Most of you may think TexAu is only a scraping tool made for lead generation.
But did you know you could also extract the FULL inventory of most E-commerce websites like Shopify with it?
It sounds crazy, but yes, you can!
The scraping process takes only minutes. You can scrape product prices, product links, product details, product image links and gather all this to a Google Sheet.
First, we need to search for a trending eCommerce website we can scrape. But how to do so?
In this tutorial, we will focus on websites using the Shopify eCommerce platform. But, thankfully, you can apply the same logic to any shopping cart system from Woocommerce, Magento, Prestashop, Opencart, and the likes.
This will work on most stores having basic schema markup implemented on their website.
All the methods presented in this tutorial don't require any proxies or IP rotation, unlike massive eCommerce platforms like Amazon or Aliexpress.
How To Find Shopify Stores?
Method #1: Using Google Advanced Search
First, let's jump to Google Search and use the advanced search below:
The above search is narrowing all Shopify sites from the "myshopify.com" URL for the keyword "shoes".

Note that the results will depend on your Google Search preferences. You can change the language and location here:

The above search will give you the top-ranking Shopify stores selling shoes:

Here we see multiple results from that store which redirects to nobullproject.com:

At first glance, the organic site traffic is growing steadily from looking at it in Ahrefs:

So it could be interesting to dig deeper and see what are all the products from that store ranking from Google Search:

From there, you could scrape each product link from SERPs using TexAu Google Search spice:

Method #2: Using The Source Code Search Engine
Another way to find websites technologies is to look at their pages' source code. For this, you can use the source code search engine:
Here, type "myshopify.com", and this will return all the websites having this URL in their source code:

From there, you can extract a CSV file with the results.
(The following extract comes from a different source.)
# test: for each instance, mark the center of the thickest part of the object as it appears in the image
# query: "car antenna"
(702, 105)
The number of results is limited in the free plan but is still something exploitable.

Method #3: Using Nerdydata

Very similar to the source code search engine but with a better UI, Nerdydata allows to search into the source code of website pages to find the technologies in use:

Method #4: Using MYIP.MS
Dropshippers have used this one for years to find trending Shopify stores: MYIP.MS.
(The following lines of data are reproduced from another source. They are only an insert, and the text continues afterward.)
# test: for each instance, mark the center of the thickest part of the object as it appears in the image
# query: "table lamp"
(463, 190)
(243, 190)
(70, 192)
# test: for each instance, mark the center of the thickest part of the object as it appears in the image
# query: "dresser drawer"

First, enter one of those Shopify IP addresses in the search bar:
That way, we will get a list of all the E-commerce sites using Shopify. Then, at the bottom of the page, click "View All Records":

To narrow down top-ranking eCommerce sites, use the "Site Popular Rating" filter and set it between 1000 to 10000:

Finally, extract all the eCommerce sites list that we will use later in TexAu:

Method #5: Using BuiltWith
BuiltWith is one of the best tools out there to find technologies used by eCommerce sites.
From there, go to the "reports" menu then "Technology Report":

Here, you can select any auto-suggested results or get all sites results. Then create a report:

Select the obtained report:

Finally, sort results by technology spending, social media followers, or traffic. Then manually pick each eCommerce website you want to export in CSV file format:

Method #5: Using TechTracker
Last, another great tool is TechTracker:


- Select Shopify in the "Technology Name" field.
- Pick the websites you want to export.
- Hit "Save my Lead Report".
- Then go to "Saved Leads".

In "Saved Leads", click "View my Lead Report":

Finally, download your report in CSV file:

Now that we have a bunch of interesting Shopify stores, how to scrape their inventory?
How To Scrape An Ecommerce Store Using Shopify?
Let's take a famous Shopify Store: MATT & NAT, the leading Vegan Bags brand.
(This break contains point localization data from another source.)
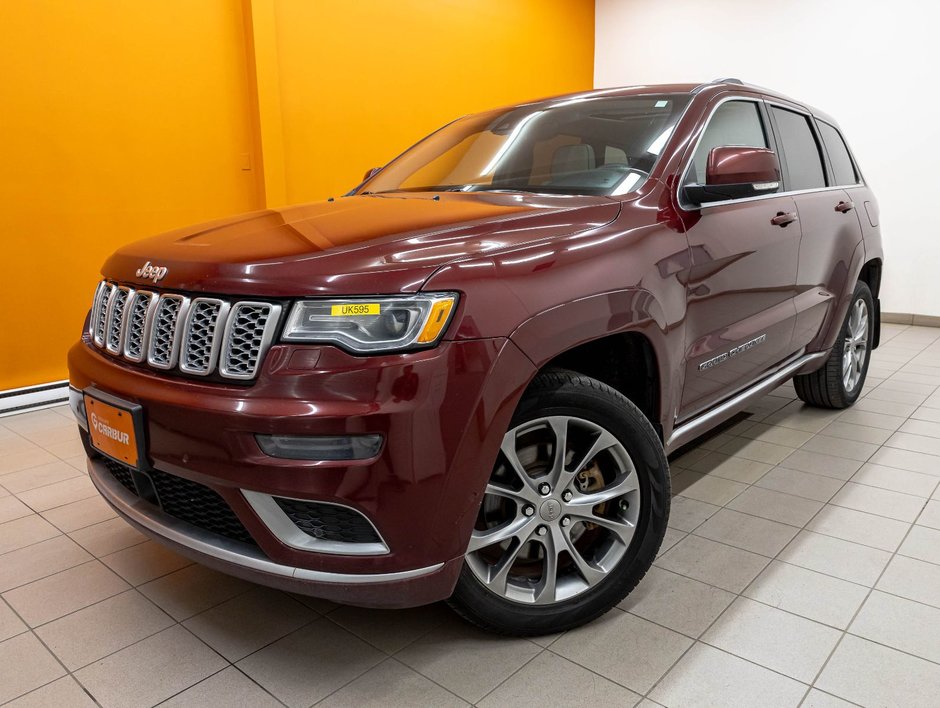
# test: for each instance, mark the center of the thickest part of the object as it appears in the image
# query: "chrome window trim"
(279, 524)
(216, 343)
(745, 200)
(173, 356)
(122, 328)
(148, 321)
(267, 336)
(156, 523)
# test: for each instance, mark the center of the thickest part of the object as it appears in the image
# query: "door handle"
(843, 207)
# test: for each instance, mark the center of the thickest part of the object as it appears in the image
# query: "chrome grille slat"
(163, 347)
(200, 347)
(199, 336)
(140, 316)
(248, 333)
(117, 307)
(101, 317)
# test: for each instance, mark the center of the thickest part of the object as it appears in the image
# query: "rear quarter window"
(842, 167)
(804, 161)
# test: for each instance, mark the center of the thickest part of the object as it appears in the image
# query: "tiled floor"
(802, 566)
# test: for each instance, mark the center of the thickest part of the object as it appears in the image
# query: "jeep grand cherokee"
(461, 380)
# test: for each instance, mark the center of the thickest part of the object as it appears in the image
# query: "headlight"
(368, 325)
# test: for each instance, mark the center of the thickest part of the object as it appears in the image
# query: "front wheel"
(573, 514)
(838, 384)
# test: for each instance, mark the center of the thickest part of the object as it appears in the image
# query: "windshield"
(593, 146)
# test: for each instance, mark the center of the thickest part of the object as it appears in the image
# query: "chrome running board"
(691, 429)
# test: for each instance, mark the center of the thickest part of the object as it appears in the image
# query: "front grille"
(163, 339)
(139, 315)
(200, 344)
(246, 331)
(99, 316)
(199, 336)
(116, 304)
(187, 501)
(329, 522)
There are multiple web scraping techniques to extract data on a website:
- CSS selectors
- JavaScript variables
- XHR
- Microdata
- JSON-LD
Let's illustrate these techniques using the Chrome developer console (Chrome DevTool). You can access it by using FN Key + F12 or Command + Option + I on your computer keyboard.
CSS selectors:
The most common way to scrape an eCommerce website is going through its CSS selectors.
CSS Selectors give the location of an HTML element on the page.
This method works well when dealing with static content like text, images, and videos.
But for JavaScript, AJAX requests, microformats, JSON-LD, or Microdata, this isn't efficient.
Here is an example of a CSS class selector locating the product price on the page:

Microdata:
Microdata is a markup language designed to describe structured data about web pages. Its development originated as part of Google's Open Data Protocol initiative.
It provides a standard vocabulary for describing products, people, organizations, events, or places. It also includes the relationships among them and allows metadata nesting.
According to w3techs.com, here is a list of the most popular sites using Microdata:
- Google.com
- Facebook
- Youtube.com
- Amazon.com
- Microsoft.com
- Office.com
- Ebay.com
- Msn.com
- Dropbox.com
An example of Microdata is Facebook Opengraph that contains Microdata in the pixel installed in the element of the site:

JavaScript variables:
Javascript variables store information inside objects. Thus, they act as containers holding a value.
These variables can be product information like stock, SKUs, names, for instance.
An example here with the "Shopify" variable containing such information as the internal "myshopify" domain of the store, Shopify store ID, currency, language, and image CDN:


XHRs:
XMLHttpRequest (XHR) is a JavaScript API that initiates AJAX requests from a web browser to a server. XHRs allows scraping dynamic data on websites without visiting the page since the request is made from the XHR to the server via API.
A practical example is when the page loads products on an infinite scroll, click-next, or load more buttons without changing the page's URL.
JSON-LD:

We will use the JSON-LD method to scrape the entire eCommerce website inventory using TexAu.

What Is JSON-LD?

JSON-LD is the acronym of JavaScript Object Notation for Linked Data.
It uses the schema markup vocabulary as defined by Schema.org.
It originated in the early 2010s by Google, Bing, and Yahoo! to promote a more descriptive way to display structured data to search engines. By providing machine-readable data to search engines, it improves websites' indexability and user experience.
JSON-LD is an embeddable script usually placed in the section of a page instead of wrapping HTML elements in the body.
Google recommends using JSON-LD over older formatting options like Microdata and RDFa to better inform search engines about linked data on a web page.
It also plays a crucial role in SEO to help search engine bots better indexing your website.
In the case of our Shopify site, JSON-LD also contains real-time eCommerce data like stock quantity and product availability.
According to W3techs.com again, JSON-LD is used by more than 39% of websites today:

Advertising networks also use JSON-LD data to display those products details taken from the website:


JSON-LD lists the objects and their property entities. It also allows nesting and defines children and parent properties.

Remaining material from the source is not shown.